L’ostopatia può proporre soluzioni efficaci per il mal di schiena, la sciatalgia che non passa, lavorando sulle articolazioni sacro-iliache e sui muscoli principali del bacino.
Alle volte il dolore nell’area del bacino si irradia posteriormente o anteriormente e prende in considerazione un’articolazione fondamentale che unisce le ossa iliache con il sacro: l’articolazio sacro iliaca.
Le articolazioni sacro-iliache sono due grandi articolazioni quasi immobili che uniscono il bacino al sacro e quindi alla colonna vertebrale: alle volte sono loro i responsabili di dolori bassi alla schiena, all’inguine e di lombalgie croniche che non si risolvono con comuni trattamenti fisioterapici e agli antinfiammatori.
Cause del dolore sacrale
Il punto in cui le articolazioni sacro-iliache e il bacino vengono in contatto è un punto di scarico di forze ascendenti e discendenti che passano lungo il corpo: che sia un intervento di appendicite, o un taglio cesareo queste tensioni cicatriziali andranno a scaricarsi sul bacino, come anche eventuali traumi alle gambe scaricheranno, risalendo, sul bacino.

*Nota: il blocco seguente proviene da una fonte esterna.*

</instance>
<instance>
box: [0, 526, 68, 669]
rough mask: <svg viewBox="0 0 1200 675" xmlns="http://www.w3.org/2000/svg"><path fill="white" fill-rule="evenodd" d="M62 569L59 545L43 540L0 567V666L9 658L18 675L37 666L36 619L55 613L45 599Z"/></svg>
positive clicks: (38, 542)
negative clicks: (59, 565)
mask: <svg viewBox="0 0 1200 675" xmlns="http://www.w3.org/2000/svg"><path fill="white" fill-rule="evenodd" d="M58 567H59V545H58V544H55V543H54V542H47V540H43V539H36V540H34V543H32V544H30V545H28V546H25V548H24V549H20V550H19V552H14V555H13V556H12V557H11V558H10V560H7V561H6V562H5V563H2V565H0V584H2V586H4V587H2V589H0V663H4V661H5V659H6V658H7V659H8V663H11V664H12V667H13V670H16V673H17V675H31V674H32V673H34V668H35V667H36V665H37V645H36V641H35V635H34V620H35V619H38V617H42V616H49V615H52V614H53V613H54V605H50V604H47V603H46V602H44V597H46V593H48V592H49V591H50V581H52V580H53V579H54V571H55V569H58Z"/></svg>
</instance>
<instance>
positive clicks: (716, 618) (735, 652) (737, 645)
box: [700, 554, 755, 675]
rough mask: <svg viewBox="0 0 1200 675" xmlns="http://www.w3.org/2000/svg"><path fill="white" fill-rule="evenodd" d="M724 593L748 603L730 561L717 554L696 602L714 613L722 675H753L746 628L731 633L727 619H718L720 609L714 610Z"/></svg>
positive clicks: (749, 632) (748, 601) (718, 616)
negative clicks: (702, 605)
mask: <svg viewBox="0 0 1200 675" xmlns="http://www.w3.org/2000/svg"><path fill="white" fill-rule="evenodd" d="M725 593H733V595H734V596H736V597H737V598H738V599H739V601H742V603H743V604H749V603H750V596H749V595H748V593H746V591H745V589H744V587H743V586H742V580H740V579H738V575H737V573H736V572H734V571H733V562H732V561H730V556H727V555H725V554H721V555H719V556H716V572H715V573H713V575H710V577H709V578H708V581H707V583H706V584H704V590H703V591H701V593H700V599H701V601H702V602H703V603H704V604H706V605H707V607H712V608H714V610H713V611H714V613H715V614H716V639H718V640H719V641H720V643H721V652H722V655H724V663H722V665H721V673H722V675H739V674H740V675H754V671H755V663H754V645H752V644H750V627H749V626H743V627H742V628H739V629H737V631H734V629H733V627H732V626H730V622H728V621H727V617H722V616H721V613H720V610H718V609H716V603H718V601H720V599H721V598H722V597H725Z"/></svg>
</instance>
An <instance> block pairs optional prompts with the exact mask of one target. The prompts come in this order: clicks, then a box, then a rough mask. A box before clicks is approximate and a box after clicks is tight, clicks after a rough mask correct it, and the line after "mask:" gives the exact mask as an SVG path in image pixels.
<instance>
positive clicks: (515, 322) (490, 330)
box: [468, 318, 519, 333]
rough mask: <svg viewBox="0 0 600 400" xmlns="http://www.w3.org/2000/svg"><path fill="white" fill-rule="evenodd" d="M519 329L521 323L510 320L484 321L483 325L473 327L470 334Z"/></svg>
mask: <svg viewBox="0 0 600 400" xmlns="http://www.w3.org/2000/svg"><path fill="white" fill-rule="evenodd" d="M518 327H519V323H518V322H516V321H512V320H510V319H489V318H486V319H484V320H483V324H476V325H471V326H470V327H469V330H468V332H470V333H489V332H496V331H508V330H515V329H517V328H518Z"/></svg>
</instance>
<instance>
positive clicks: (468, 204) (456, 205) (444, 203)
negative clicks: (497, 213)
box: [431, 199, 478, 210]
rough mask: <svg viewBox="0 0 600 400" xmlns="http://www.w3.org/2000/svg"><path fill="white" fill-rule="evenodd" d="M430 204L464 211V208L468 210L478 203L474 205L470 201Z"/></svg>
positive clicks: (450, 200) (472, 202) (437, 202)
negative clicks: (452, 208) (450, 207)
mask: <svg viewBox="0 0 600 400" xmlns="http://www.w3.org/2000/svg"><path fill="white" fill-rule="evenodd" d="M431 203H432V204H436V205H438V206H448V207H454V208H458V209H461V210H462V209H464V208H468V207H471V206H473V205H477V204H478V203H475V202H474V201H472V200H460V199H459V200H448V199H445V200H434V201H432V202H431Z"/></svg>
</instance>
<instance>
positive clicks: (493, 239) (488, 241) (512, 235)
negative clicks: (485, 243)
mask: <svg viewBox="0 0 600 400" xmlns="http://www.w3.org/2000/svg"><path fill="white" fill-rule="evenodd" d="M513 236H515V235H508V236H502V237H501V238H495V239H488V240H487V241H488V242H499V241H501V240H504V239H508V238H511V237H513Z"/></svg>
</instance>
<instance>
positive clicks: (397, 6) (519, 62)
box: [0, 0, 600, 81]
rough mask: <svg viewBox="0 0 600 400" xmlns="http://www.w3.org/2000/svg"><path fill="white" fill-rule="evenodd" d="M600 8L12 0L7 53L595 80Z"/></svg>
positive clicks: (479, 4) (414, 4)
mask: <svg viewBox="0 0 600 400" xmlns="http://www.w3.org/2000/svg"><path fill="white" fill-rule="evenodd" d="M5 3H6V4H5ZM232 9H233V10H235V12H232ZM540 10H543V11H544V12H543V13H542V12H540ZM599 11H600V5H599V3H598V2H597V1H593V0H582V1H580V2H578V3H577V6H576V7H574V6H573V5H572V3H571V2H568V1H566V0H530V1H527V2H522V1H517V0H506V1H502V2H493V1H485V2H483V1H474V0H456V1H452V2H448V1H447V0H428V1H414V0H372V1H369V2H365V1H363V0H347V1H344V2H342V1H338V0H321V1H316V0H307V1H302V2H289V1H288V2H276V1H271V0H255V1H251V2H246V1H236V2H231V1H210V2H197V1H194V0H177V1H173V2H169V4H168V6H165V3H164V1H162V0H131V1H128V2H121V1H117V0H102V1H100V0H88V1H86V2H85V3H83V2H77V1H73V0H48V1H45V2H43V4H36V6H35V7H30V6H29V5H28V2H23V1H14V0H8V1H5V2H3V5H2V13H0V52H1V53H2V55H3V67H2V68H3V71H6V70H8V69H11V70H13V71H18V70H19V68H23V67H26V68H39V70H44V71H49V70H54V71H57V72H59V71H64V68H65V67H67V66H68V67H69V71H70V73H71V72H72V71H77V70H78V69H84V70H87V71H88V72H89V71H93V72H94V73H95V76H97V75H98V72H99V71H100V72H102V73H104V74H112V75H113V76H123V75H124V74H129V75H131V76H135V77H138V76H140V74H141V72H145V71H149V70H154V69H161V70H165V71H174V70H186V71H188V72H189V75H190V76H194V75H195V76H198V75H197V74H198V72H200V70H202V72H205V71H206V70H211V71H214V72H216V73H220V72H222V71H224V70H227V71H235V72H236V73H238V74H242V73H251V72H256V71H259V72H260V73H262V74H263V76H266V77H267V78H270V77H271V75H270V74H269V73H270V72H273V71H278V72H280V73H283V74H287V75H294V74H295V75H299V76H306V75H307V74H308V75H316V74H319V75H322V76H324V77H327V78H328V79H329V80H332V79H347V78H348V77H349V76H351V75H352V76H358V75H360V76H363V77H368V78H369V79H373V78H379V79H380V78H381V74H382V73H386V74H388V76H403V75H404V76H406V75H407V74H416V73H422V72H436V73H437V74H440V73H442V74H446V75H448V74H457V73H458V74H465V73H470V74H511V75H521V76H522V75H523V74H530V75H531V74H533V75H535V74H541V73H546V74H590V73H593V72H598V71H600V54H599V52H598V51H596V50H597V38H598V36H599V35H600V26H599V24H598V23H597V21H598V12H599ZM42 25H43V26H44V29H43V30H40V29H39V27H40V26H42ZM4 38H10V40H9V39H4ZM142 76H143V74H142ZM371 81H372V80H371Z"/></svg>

Inoltre, ci sono i muscoli che contribuiscono a determinare squilibri, asimmetrie dolose nella parte bassa della schiena e del bacino. Spesso il dolore al bacino è il risultato di una muscolatura eccessivamente contratta e poco tonica: i muscoli troppo corti sono anche deboli perchè non hanno la lunghezza naturale del muscolo e quindi non lavoro con piena efficienza.
La muscolatura è un contenitore e anche i visceri subiscono l’influenza della contrattura muscolare. Quindi infiammazioni intestinali o dell’apparato urinario, nella donna problemi uro genitali possono essere il risultato di uno squilibrio generale del corpo.
Con il metodo osteopatico si affronta con successo il dolore alla bassa schiena perchè, grazie alle manipolazioni delicate dell’osteopata, si riequilibrano i muscoli e con esercizi specifici si rieduca la postura in modo tale che si possa sviluppare al meglio la sua espressione durante il movimento quotidiano e sportivo.
L’osteopatia non si limita a spegnere i sintomi del mal schiena ma individua e tratta le cause del dolore, riequilibrando strutture, anche se non vicine al punto doloroso, possono influenzare negativamente la zona dolente.
Consultare tempestivamente l’osteopata permette di affrontare le cause del disturbo prima che si cronicizzi, favorendo un recupero più rapido ed efficace e riducendo il rischio di complicazioni future.
Punto di vista osteopatico
L’osteopatia attraverso il trattamento con manipolazioni specifiche e delicate è risolutiva nel dolore alla zona sacrale. Rieducazione della postura, esercizi mantenimento, indicazioni su respirazione, egonomia e attività fisica fanno parte del percorso osteopatico.
Davide Magri osteopata D.O.m.R.O.I. presso lo Studio Osteopatico MDO di Modena approccia il trattamento del dolore sacrale valutando lo stato acuto o cronico della sintomatologia del paziente e intervenendo sia dal punto quell’equilibrio posturale che da quello organico; le manovre sono indirizzate a donare una maggior libertà articolare, a detensionare i diaframmi e visceri e ridare equilibrio al sistema neurovegetativo. Il trattamento osteopatico accompagna il corpo verso un processo di “AUTOREGOLAZIONE”: tuttavia una collaborazione multispecialistica risulta essere essenziale e indicata, sia per la diagnosi che per la terapia di questa problematica.